I could swear this used to run fine before, and I never had more than 64GB of RAM. It sounds like a conspiracy but I wonder if some possible ffmpeg version upgrade could be silently causing more memory to be used?
I just saw the other suggestion to do inference in 30s-sized chunks so I'll do it that way.
hmmm, could you check whether the batch_size
parameter inside the expectation_maximization
method of filtering.py
is being used ?
If not, it means that the system is trying to process the whole track, which may be the source of the problem
Yes, it is being used (the default of 200).
ok, and when you have 0 iterations, it works fine ?
Yes, umxhq(device="cpu",niter=0)
works well. The total memory usage is at 29GB, while with niter=1, it grows to >64 and gets killed. I guess this is a duplicate of https://github.com/sigsep/open-unmix-pytorch/issues/7 which is my bad
I'm just surprised because it's the first time I had an issue running a full evaluation.
ok. Oh I guess I should fix the memory usage
what's the length of the track ?
If you would like, I can take a look with memory_profiler and see if I can create any savings to contribute to this project?
Song looks like it's 7:10:
(nsgt-torch) sevagh:nsgt $ mpv /run/media/sevagh/windows-games/MDX-datasets/MUSDB18-HQ/test/Georgia\ Wonder\ -\ Siren/mixture.wav
(+) Audio --aid=1 (pcm_s16le 2ch 44100Hz)
AO: [pulse] 44100Hz stereo 2ch s16
A: 00:00:00 / 00:07:10 (0%) Cache: 429s/81MB
well ok we could do that together ! Thanks
(I'm not super available these times, but I'm curious about it). Normally this batchsize parameter should be saving quite a lot of ram, so if you may profile as a start to see what are the tensors that are exploding ?
Are you tracking gradient btw ?
I just tried disabling grad on my audio tensor, didn't save much.
Some heavy lines from my profiling:
278 21639.691 MiB 1933.609 MiB 30 v = torch.mean(torch.abs(y[..., 0, :]) ** 2 + torch.abs(y[..., 1, :]) ** 2, dim=-2)
307 21639.691 MiB 0.000 MiB 54 Cxx = regularization
308 21639.691 MiB 0.000 MiB 270 for j in range(nb_sources):
309 21639.691 MiB 3472.941 MiB 216 Cxx = Cxx + (v[t, ..., j, None, None, None] * R[j][None, ...].clone())

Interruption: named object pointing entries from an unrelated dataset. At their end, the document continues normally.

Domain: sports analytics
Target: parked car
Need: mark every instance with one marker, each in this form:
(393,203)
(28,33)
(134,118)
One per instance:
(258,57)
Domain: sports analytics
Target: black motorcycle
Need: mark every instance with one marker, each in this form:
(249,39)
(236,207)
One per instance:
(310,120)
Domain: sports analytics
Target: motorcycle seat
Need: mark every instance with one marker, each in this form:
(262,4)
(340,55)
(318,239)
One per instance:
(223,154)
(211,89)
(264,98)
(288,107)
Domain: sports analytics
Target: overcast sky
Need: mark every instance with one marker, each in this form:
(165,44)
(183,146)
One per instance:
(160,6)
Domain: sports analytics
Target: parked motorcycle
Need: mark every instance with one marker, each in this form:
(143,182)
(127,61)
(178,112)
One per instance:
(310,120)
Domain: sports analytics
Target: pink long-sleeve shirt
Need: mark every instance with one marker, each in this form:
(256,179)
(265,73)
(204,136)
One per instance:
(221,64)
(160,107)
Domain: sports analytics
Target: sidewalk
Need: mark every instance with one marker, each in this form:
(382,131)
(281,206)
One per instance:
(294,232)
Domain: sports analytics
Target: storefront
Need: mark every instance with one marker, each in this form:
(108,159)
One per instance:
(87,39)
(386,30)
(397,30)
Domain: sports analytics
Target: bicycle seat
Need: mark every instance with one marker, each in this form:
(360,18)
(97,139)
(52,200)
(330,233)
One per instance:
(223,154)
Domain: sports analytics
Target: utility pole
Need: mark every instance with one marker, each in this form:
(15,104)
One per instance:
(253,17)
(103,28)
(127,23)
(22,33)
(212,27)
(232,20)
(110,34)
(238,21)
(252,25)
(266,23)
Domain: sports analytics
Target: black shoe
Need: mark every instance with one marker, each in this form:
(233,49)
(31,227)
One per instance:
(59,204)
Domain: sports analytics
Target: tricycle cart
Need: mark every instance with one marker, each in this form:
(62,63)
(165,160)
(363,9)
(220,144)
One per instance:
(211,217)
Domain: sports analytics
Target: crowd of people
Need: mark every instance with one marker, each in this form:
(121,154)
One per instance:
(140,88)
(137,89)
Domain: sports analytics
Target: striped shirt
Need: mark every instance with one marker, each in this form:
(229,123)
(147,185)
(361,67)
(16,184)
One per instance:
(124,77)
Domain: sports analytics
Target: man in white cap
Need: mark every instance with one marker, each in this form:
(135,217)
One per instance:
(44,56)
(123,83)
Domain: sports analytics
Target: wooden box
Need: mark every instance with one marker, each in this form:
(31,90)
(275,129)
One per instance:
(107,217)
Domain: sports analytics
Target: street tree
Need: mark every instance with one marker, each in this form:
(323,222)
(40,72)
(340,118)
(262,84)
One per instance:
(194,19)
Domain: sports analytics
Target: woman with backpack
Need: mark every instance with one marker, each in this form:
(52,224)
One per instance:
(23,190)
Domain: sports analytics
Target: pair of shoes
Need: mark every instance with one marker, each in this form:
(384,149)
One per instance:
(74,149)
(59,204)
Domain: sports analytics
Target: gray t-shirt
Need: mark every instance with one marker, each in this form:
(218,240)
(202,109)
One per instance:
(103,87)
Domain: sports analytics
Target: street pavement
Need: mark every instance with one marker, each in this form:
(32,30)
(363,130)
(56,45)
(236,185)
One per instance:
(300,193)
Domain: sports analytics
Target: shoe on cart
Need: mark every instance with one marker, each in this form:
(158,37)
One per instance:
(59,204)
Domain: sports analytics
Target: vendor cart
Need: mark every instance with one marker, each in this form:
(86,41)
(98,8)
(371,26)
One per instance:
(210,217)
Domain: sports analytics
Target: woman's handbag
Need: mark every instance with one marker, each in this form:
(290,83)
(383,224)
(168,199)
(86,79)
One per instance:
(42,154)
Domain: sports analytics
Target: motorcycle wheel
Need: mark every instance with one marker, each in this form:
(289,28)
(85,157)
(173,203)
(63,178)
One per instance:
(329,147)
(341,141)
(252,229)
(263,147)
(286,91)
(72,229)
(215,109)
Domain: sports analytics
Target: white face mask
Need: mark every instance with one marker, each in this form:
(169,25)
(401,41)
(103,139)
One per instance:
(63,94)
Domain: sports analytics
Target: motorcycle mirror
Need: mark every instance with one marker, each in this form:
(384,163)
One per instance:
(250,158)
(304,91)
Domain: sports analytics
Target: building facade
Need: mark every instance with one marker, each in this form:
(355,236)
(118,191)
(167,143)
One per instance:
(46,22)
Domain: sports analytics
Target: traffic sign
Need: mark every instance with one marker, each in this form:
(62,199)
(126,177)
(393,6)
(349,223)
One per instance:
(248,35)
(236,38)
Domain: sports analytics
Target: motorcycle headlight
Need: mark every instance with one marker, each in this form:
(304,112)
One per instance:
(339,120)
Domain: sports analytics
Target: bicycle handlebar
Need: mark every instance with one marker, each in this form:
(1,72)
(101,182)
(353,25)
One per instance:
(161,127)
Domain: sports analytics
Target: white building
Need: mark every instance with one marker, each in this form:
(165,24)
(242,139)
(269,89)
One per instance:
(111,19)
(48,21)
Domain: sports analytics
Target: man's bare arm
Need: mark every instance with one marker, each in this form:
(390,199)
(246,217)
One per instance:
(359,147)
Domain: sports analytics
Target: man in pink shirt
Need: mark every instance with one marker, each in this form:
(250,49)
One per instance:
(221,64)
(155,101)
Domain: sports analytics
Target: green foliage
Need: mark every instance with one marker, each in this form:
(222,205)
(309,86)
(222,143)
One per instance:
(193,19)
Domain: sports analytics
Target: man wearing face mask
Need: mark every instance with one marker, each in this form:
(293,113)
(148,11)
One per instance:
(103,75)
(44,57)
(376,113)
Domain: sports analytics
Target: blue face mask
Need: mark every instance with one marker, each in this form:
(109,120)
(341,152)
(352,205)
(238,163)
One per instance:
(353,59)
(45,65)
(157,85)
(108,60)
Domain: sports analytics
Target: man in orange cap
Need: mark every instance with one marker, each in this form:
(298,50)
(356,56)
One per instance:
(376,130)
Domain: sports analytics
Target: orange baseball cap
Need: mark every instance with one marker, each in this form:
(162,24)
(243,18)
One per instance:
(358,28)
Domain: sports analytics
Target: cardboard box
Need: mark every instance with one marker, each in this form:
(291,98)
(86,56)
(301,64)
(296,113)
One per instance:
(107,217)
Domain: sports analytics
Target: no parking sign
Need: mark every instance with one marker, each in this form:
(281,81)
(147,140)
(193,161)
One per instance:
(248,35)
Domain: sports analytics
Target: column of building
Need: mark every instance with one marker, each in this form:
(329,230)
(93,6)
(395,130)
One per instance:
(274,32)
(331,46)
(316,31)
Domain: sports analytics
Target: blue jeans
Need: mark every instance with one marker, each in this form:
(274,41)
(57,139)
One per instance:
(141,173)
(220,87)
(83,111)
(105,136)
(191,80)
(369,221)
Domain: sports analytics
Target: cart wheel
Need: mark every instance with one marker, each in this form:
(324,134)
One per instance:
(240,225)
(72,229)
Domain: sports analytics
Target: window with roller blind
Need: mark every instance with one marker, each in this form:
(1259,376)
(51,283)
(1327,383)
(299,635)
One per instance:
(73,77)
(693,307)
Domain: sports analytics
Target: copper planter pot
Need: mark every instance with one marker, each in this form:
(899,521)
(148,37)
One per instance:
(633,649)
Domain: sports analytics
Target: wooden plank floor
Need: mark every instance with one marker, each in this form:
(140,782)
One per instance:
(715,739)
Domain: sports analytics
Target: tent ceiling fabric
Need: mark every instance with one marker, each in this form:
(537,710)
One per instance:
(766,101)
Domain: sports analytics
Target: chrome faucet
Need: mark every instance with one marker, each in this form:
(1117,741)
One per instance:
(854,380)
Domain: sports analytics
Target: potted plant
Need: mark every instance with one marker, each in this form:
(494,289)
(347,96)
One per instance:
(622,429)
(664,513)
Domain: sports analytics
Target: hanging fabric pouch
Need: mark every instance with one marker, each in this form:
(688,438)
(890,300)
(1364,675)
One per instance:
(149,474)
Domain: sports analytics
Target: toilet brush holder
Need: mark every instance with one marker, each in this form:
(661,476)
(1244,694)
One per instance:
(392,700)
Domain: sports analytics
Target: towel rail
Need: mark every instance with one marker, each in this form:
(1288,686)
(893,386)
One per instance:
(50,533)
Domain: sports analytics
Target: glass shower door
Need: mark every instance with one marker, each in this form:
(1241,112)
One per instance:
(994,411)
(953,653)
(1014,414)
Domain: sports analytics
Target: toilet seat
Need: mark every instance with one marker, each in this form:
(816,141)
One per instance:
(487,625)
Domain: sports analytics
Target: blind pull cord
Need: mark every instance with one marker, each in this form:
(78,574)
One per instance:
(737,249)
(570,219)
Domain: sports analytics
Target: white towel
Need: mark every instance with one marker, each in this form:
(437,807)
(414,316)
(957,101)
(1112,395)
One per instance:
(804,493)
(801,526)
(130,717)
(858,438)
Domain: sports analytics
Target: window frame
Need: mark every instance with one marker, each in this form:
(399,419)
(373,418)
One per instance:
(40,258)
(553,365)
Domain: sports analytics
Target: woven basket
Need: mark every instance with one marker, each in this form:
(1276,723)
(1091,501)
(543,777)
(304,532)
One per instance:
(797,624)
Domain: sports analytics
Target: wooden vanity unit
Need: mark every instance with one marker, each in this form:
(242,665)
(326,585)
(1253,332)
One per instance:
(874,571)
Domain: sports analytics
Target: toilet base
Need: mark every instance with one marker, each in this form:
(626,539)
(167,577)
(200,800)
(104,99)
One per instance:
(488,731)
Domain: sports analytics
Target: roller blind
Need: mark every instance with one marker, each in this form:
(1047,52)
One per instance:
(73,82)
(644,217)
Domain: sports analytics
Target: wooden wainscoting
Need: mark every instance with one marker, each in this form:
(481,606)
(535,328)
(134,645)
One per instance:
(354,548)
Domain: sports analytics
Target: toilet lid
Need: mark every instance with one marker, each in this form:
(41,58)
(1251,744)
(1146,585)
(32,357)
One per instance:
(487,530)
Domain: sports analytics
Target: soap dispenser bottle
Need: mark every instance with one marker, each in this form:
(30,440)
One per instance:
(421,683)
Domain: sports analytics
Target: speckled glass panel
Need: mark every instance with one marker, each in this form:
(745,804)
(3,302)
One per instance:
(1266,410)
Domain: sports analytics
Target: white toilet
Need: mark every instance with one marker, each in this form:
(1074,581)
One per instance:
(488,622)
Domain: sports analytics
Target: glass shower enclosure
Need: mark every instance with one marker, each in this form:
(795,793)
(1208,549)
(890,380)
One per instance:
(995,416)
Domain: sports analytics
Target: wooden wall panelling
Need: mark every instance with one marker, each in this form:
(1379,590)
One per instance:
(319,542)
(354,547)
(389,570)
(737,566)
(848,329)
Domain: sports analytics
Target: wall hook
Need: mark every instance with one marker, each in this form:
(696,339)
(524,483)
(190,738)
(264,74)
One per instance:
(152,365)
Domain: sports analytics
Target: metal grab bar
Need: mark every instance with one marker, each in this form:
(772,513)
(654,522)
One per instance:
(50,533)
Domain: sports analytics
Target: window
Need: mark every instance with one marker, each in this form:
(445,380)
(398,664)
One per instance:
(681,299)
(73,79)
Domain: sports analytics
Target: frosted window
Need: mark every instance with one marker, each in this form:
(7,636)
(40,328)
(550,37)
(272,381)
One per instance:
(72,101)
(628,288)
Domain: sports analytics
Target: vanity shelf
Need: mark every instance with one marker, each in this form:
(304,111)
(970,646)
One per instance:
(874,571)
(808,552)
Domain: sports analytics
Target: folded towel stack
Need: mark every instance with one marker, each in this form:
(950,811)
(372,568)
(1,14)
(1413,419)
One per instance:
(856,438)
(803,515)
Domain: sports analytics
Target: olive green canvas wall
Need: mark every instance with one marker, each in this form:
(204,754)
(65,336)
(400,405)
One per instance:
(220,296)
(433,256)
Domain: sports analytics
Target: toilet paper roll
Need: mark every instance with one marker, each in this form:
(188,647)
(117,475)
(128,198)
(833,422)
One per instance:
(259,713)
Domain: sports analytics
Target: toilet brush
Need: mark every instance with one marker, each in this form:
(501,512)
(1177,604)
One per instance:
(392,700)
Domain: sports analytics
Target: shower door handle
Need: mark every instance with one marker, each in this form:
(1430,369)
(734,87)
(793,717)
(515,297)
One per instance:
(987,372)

332 48965.359 MiB 3347.324 MiB 516 gain = gain * v[t, ..., None, None, None, j]
333
334 # apply it to the mixture
335 48965.359 MiB -2756.098 MiB 1548 for i in range(nb_channels):
336 48965.359 MiB 8034.758 MiB 1032 y[t, ..., j] = _mul_add(gain[..., i, :], x[t, ..., i, None, :], y[t, ..., j])
I thought I could be smart and only apply Wiener on max_bin = bandwidth_to_bin(16000)
. It saves ~5-10 GB of memory but loses a bit of SDR.